Lecture 22#
Lecture exercise out today, due on saturday at midnight
Hope to release another optional lecture exercise, timing is unknown
Hope to release Hw#6 before the week ends
Exam#2 grading to be completed very soon (though probably not today)
Hw#5 grading is next
B-tree indices and index scan#
Review of search/insertion/deletion
Handling indices with multiple attributes
Handling indices with duplicate key values
Index search for answering select queries
Generalizing B-tree indices

Suppose we have the following query:
SELECT A,B,C,D FROM R WHERE R.A=10 AND R.B>5 AND R.B<10 AND R.C > 20;
And indices:
I1 on R(A)
I2 on R(B)
I3 on R(B,A,C)
I4 on R(A,B,C,D)
Possible access paths:
Sequential scan: read all pages of R
Use index I1:
find all tuples with A=10,
read the matching tuples from disk and check on B and C conditions,
output A,B,C,D
Use index I2:
find all tuples with B<10,
read the matching tuples from disk and check on A and C conditions,
output A,B,C,D
Use index I1, find all tuples with A=10
Use index I2, find all tuples with B<10,
Find the intersection of tuples to find those that satisfy both
read the matching tuples from disk and check on C condition,
output A,B,C,D
Use index I3, on R(B,A,C) :
Start the search at A=10 and B>5, end the scan at B>=10 (more or less same as the search for B>5 and B<10).
Find all tuples that satisfy conditions on A,B and C
Read the tuples to returnt the missing D value
Use index I4 on R(A,B,C,D)
Scan the index for A and B conditions
Return the A,B,C,D values of the found tuples that satisfy A,B,C conditions
This is called an index only scan
Assume a page has 8000 bytes of addressable space, a tuple pointer is 10 bytes
movieroles(actorid, movieid, role, info1, info2)
TUPLES(movieroles) = 265K PAGES(movieroles) = 2048
`select actorid, role from movieroles where actorid = 123;’
Cost = 2048
Index I1 on mr(actorid)
4+10= 14 bytes per entry
Index can store 570 entries per page. (8000/14)
Leaf level has 465 nodes (if all nodes are 100% full) – the tree will have 2 levels (root and leaf)
Leaf level has 665 nodes (if all nodes are 70% full) – the tree will have 3 levels (root, internal, leaf)
Index I2 on mr(movieid)
Same as I1
Index I3 on mr(movieid, actorid)
4+4+10= 18 bytes per entry
Index can store 445 entries per page. (8000/18)
Leaf level has 851 nodes (if all nodes are 70% full) – the tree will have 3 levels (root, internal, leaf)

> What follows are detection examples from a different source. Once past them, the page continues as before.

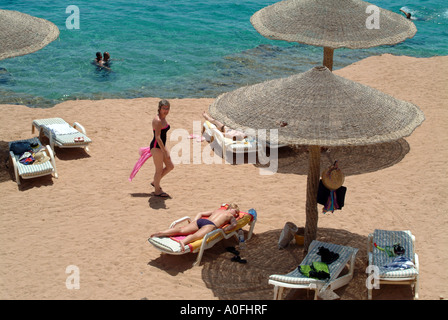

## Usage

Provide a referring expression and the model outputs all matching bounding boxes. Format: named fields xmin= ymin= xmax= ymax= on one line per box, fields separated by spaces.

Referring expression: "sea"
xmin=0 ymin=0 xmax=448 ymax=108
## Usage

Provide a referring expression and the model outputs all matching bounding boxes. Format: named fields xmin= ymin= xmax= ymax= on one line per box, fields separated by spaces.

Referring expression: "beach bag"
xmin=278 ymin=222 xmax=298 ymax=249
xmin=9 ymin=141 xmax=33 ymax=155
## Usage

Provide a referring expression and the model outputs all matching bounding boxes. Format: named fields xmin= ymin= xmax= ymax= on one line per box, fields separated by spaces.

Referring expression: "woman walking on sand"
xmin=129 ymin=100 xmax=174 ymax=198
xmin=149 ymin=100 xmax=174 ymax=198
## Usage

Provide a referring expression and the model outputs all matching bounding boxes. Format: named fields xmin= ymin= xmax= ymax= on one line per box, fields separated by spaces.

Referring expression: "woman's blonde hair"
xmin=229 ymin=203 xmax=240 ymax=213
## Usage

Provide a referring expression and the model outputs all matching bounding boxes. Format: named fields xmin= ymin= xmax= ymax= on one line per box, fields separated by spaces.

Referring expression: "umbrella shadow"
xmin=255 ymin=139 xmax=410 ymax=176
xmin=202 ymin=228 xmax=412 ymax=300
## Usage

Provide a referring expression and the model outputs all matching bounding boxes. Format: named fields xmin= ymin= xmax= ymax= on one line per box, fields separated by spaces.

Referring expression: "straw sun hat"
xmin=0 ymin=10 xmax=59 ymax=60
xmin=33 ymin=150 xmax=50 ymax=164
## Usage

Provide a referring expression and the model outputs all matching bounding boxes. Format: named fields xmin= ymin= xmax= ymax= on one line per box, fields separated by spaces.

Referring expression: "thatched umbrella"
xmin=0 ymin=10 xmax=59 ymax=60
xmin=250 ymin=0 xmax=417 ymax=70
xmin=209 ymin=67 xmax=424 ymax=248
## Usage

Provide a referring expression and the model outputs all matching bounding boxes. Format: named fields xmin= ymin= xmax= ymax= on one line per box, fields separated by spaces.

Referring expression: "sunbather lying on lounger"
xmin=151 ymin=203 xmax=240 ymax=252
xmin=202 ymin=111 xmax=247 ymax=141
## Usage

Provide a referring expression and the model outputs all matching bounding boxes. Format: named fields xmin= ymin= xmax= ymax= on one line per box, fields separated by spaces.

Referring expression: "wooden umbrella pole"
xmin=304 ymin=146 xmax=320 ymax=252
xmin=323 ymin=47 xmax=334 ymax=71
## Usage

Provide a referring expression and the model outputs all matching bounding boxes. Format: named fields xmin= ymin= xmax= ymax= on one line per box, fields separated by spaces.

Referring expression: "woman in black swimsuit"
xmin=149 ymin=100 xmax=174 ymax=198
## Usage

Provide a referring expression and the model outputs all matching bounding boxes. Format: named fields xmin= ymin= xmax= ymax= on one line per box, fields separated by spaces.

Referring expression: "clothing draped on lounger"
xmin=129 ymin=147 xmax=152 ymax=181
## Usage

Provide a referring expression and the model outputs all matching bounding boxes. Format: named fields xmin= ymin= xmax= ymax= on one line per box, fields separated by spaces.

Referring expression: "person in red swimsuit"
xmin=150 ymin=100 xmax=174 ymax=198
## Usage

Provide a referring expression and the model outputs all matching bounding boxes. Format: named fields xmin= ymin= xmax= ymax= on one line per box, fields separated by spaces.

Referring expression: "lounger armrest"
xmin=414 ymin=253 xmax=420 ymax=271
xmin=170 ymin=216 xmax=191 ymax=228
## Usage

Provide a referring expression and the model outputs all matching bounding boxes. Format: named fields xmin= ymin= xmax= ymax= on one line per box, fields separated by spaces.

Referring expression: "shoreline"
xmin=0 ymin=54 xmax=448 ymax=300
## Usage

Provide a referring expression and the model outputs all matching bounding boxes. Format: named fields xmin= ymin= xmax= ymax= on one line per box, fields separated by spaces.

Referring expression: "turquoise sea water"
xmin=0 ymin=0 xmax=448 ymax=108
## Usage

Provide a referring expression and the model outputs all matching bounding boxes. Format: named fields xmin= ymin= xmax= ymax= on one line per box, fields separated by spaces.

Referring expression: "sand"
xmin=0 ymin=54 xmax=448 ymax=300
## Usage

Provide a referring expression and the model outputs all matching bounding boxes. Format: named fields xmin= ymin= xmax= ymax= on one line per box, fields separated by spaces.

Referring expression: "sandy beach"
xmin=0 ymin=54 xmax=448 ymax=300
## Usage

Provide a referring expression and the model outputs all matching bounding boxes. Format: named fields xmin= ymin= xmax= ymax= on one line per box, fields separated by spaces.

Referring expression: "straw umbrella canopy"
xmin=0 ymin=10 xmax=59 ymax=60
xmin=250 ymin=0 xmax=417 ymax=70
xmin=209 ymin=66 xmax=424 ymax=248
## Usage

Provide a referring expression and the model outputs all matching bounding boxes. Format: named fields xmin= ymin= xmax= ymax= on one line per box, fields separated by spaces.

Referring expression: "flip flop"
xmin=154 ymin=192 xmax=170 ymax=198
xmin=230 ymin=256 xmax=247 ymax=264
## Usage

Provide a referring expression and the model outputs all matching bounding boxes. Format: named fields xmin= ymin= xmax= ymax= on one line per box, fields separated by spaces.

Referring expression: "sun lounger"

Index I4 on mr(actorid, movieid, role)
4+4+15+10=23 bytes per entry
Index can store 347 entries per page
1091 leaf nodes at 70% full – the tree will have 3 levels (root, internal, leaf)
Assume indices are 70% full:
`select movieid, role from movieroles where actorid = 1234;’
Sequential scan: Cost = 2048
Index I1, (assume about 5 movies per actor), 1 or 2 leaf nodes to scan
Index scan: 1 root, 1 internal, 1 or 2 (worst case) leaf nodes = 4 disk pages
Read the matching 5 tuples from disk (worst case 5 different pages)
Total cost = 4 (index scan) + 5 (reading the tuples) = 9 pages
I2 not usable for this query
I3:
Index scan:Scan root, internal and then all leaf: 2+ 851 nodes
Read the matching 5 tuples from disk for the “role” attribute (worst case 5 different pages)
Total cost: 853+5= 858
I4:
Index scan: 1 root, 1 internal, 1 or 2 (worst case) leaf nodes = 4 disk pages
Return movieid, role directly from the index
Total cost = 4 (index scan) = 4 pages
1091/(347*.70)
4.491560312885961